Hooda is wry, cynical, bitter, anguished and yet able to see the humour of a situation that one can ride only by sublimating its gravity. As for Ajay Devgn, he continues to evolve with every performance. As a gangster from the 1970s Devgan brings on the table a clenched self-mocking immorality. He stands outside the character even while internalizing the performance.
Director Milan Luthria imparts a keen eye for details to the storytelling. Some bits in the second-half get shaky, such as the predicable club songs and the repeated use of overlapping editing patterns to convey the rising tension between the mentor and the protégé turned tormenter. But the director's command over the language of outlawry is unquestionable. Emran Hashmi as Devgn's uncontrollable protégée gets the look and body language right. His courtship of Prachi Desai to the accompaniment of romantic hits from the 1970s (e.g Raj Kapoor's "Bobby") is engaging.
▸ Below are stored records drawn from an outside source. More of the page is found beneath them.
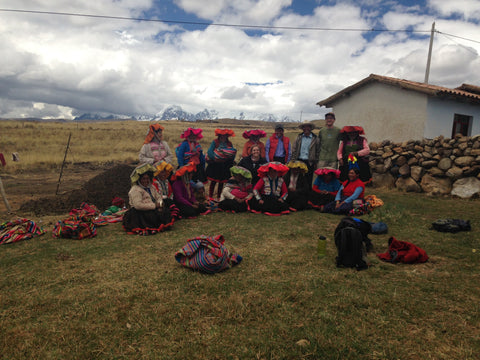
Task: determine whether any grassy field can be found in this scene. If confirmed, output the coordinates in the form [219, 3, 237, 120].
[0, 122, 480, 360]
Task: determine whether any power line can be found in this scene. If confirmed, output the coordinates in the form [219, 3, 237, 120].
[0, 9, 430, 33]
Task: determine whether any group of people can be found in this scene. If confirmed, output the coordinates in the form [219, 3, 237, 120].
[123, 113, 371, 234]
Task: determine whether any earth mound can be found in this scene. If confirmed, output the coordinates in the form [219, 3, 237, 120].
[20, 164, 135, 215]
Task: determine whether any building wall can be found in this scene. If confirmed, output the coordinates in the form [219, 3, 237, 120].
[425, 98, 480, 139]
[326, 82, 428, 142]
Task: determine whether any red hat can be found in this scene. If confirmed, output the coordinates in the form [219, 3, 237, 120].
[215, 129, 235, 136]
[180, 128, 203, 140]
[257, 161, 289, 177]
[340, 126, 365, 135]
[242, 129, 267, 139]
[172, 162, 197, 181]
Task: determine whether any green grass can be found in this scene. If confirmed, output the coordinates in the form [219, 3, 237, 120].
[0, 190, 480, 359]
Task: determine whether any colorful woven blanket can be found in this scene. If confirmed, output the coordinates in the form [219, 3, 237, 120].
[175, 235, 242, 274]
[0, 218, 45, 244]
[212, 147, 237, 161]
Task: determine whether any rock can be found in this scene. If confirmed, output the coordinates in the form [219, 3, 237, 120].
[395, 177, 422, 192]
[372, 173, 395, 189]
[437, 158, 452, 171]
[455, 156, 475, 167]
[446, 166, 463, 180]
[373, 164, 387, 174]
[407, 157, 418, 166]
[422, 160, 438, 169]
[398, 164, 410, 177]
[428, 167, 445, 177]
[420, 174, 452, 195]
[395, 156, 407, 166]
[452, 177, 480, 199]
[410, 166, 425, 182]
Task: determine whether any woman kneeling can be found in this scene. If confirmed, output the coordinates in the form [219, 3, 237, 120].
[324, 168, 365, 214]
[249, 162, 290, 215]
[218, 166, 253, 212]
[123, 164, 174, 235]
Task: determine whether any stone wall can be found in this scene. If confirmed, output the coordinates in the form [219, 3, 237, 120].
[370, 135, 480, 198]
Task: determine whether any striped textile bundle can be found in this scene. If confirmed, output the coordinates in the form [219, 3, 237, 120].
[52, 219, 97, 240]
[213, 147, 237, 161]
[0, 218, 45, 244]
[175, 235, 242, 274]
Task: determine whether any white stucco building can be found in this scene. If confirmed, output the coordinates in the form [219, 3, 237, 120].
[317, 74, 480, 142]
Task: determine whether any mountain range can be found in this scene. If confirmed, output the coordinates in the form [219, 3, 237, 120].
[73, 105, 295, 122]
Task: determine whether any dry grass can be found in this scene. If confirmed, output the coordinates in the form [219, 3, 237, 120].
[0, 122, 480, 360]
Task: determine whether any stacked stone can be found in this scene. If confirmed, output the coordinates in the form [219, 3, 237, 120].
[370, 135, 480, 198]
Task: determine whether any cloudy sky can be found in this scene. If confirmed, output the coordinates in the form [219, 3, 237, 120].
[0, 0, 480, 120]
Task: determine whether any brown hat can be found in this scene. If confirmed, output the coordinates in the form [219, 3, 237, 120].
[298, 122, 315, 130]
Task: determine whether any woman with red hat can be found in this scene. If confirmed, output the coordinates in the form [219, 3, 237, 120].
[206, 129, 237, 199]
[175, 128, 207, 183]
[337, 126, 372, 184]
[242, 129, 267, 158]
[138, 124, 173, 165]
[249, 161, 290, 215]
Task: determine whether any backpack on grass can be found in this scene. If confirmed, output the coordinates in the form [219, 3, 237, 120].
[334, 218, 368, 270]
[432, 219, 472, 233]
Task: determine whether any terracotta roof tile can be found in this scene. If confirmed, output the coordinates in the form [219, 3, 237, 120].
[317, 74, 480, 107]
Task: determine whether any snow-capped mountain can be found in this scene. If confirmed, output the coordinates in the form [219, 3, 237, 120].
[74, 105, 295, 122]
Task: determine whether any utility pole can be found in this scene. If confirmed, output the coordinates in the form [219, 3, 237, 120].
[424, 21, 435, 84]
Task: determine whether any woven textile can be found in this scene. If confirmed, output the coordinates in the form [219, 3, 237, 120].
[175, 235, 242, 274]
[0, 218, 45, 244]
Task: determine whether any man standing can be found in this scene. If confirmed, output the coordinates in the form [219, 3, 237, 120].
[317, 112, 340, 169]
[265, 124, 292, 164]
[292, 123, 320, 187]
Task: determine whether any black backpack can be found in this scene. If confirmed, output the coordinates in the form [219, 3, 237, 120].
[432, 219, 472, 233]
[334, 218, 371, 270]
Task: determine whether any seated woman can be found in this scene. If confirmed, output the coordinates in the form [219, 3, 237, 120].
[138, 124, 173, 165]
[175, 128, 207, 185]
[238, 145, 268, 185]
[153, 161, 180, 219]
[284, 160, 311, 211]
[249, 162, 290, 215]
[218, 166, 253, 212]
[206, 129, 237, 200]
[123, 164, 174, 235]
[172, 162, 208, 218]
[242, 129, 267, 158]
[323, 168, 365, 214]
[308, 167, 342, 210]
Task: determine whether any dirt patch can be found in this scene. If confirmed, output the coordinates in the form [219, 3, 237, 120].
[19, 164, 135, 216]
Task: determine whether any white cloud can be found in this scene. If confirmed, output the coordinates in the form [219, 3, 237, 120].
[0, 0, 480, 119]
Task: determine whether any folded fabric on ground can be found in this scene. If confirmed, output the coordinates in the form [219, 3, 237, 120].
[0, 218, 45, 245]
[377, 236, 428, 264]
[175, 235, 242, 274]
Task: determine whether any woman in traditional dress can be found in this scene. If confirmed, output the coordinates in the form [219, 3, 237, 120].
[206, 129, 237, 199]
[238, 145, 268, 186]
[249, 161, 290, 215]
[175, 128, 207, 183]
[138, 124, 173, 165]
[309, 167, 342, 210]
[153, 161, 180, 219]
[337, 126, 372, 184]
[218, 165, 253, 212]
[123, 164, 174, 235]
[284, 160, 311, 211]
[242, 129, 267, 158]
[323, 167, 365, 214]
[172, 162, 208, 218]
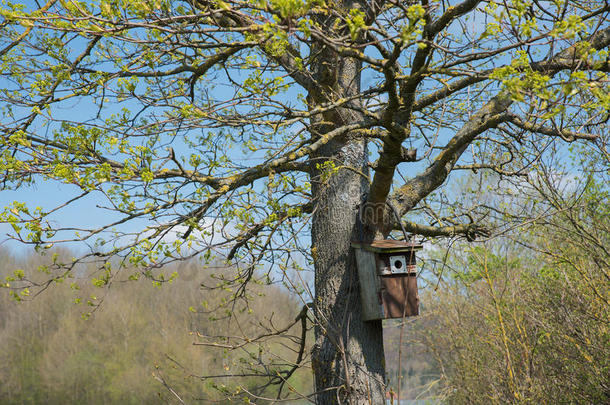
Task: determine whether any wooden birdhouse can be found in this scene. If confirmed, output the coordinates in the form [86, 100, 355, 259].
[352, 240, 422, 321]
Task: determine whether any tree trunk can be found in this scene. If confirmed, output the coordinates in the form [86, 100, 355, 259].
[309, 39, 385, 405]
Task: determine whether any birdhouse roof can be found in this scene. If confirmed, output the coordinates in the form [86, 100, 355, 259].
[352, 239, 423, 253]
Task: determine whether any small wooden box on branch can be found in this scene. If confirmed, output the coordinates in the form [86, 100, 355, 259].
[352, 240, 422, 321]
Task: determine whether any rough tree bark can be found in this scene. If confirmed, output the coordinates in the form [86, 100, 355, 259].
[308, 7, 385, 405]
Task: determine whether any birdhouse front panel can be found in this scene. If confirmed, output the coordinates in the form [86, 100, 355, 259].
[352, 240, 422, 320]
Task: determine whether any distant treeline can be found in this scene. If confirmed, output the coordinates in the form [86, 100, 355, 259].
[0, 250, 312, 405]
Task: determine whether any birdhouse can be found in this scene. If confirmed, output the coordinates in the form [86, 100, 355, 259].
[352, 240, 422, 321]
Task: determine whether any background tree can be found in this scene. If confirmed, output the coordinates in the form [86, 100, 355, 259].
[0, 0, 610, 404]
[408, 137, 610, 404]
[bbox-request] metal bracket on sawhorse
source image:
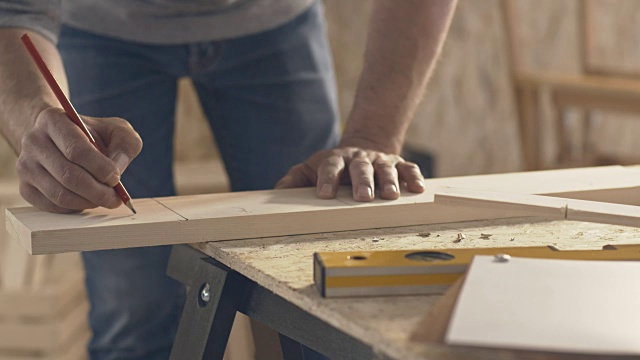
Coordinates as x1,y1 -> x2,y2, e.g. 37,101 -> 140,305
167,245 -> 379,360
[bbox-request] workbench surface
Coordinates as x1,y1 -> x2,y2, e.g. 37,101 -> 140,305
193,218 -> 640,359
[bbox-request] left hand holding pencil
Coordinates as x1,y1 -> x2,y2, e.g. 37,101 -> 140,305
16,107 -> 142,213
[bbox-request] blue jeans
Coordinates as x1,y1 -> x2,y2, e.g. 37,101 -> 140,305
59,2 -> 338,360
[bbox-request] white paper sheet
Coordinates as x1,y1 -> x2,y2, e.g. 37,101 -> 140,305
446,256 -> 640,355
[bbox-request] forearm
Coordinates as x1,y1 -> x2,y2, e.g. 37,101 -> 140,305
341,0 -> 457,154
0,28 -> 68,153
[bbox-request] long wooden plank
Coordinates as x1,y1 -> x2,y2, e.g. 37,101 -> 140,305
6,166 -> 640,254
435,188 -> 640,227
434,187 -> 564,219
567,200 -> 640,227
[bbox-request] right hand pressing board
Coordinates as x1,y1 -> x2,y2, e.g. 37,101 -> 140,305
16,107 -> 142,213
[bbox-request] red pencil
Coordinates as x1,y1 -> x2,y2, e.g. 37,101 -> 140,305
20,34 -> 136,214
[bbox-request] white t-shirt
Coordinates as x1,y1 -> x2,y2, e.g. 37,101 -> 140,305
0,0 -> 316,45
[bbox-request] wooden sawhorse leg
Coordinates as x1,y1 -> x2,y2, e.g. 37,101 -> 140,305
167,245 -> 380,360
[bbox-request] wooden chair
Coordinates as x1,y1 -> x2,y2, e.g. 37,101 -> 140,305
502,0 -> 640,170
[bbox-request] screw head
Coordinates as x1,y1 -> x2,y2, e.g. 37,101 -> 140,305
493,254 -> 511,263
200,283 -> 211,303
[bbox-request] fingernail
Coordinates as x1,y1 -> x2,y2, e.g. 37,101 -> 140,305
320,184 -> 333,196
105,173 -> 120,186
275,175 -> 291,189
113,153 -> 131,174
384,184 -> 398,194
358,186 -> 373,198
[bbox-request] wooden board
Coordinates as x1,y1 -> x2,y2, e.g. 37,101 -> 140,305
194,218 -> 640,360
6,166 -> 640,254
434,188 -> 640,227
434,187 -> 564,219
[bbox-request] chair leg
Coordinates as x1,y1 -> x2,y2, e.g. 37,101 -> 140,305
517,87 -> 540,170
552,99 -> 571,166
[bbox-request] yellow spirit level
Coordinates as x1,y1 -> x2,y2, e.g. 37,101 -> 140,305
313,244 -> 640,297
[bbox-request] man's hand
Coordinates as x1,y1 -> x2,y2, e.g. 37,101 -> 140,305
16,108 -> 142,213
276,147 -> 424,201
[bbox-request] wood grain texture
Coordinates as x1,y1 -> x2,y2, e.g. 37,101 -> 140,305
434,188 -> 640,227
434,187 -> 569,219
194,218 -> 640,360
7,166 -> 640,254
567,200 -> 640,227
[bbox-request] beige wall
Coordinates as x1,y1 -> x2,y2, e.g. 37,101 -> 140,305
0,0 -> 640,177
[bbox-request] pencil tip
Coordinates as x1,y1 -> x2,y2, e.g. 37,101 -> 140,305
125,200 -> 138,215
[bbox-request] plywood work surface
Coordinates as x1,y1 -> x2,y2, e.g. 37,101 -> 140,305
193,218 -> 640,360
7,166 -> 640,254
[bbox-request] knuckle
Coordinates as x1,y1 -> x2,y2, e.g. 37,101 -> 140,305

Understandably, the two ladies are reduced to pursing their lips and wringing their hands as the story progresses. The film's best, most charming and heartwarming moments come in the early stages of the drama between Devgn and Ranaut. Their growing fondness for one another is recorded in scenes and words written by a poet who can see the humour behind mutual attractions. The real hero of this film is the writing. Rajat Arora's dialogues flow from the storytelling in a smooth flow of poetry and street wisdom. Aseem Mishra's sharply -evocative cinematography gives to this rugged-and-razorsharp look at Mumbai's mythic mating with crime, an urgency that simply can't be ignored.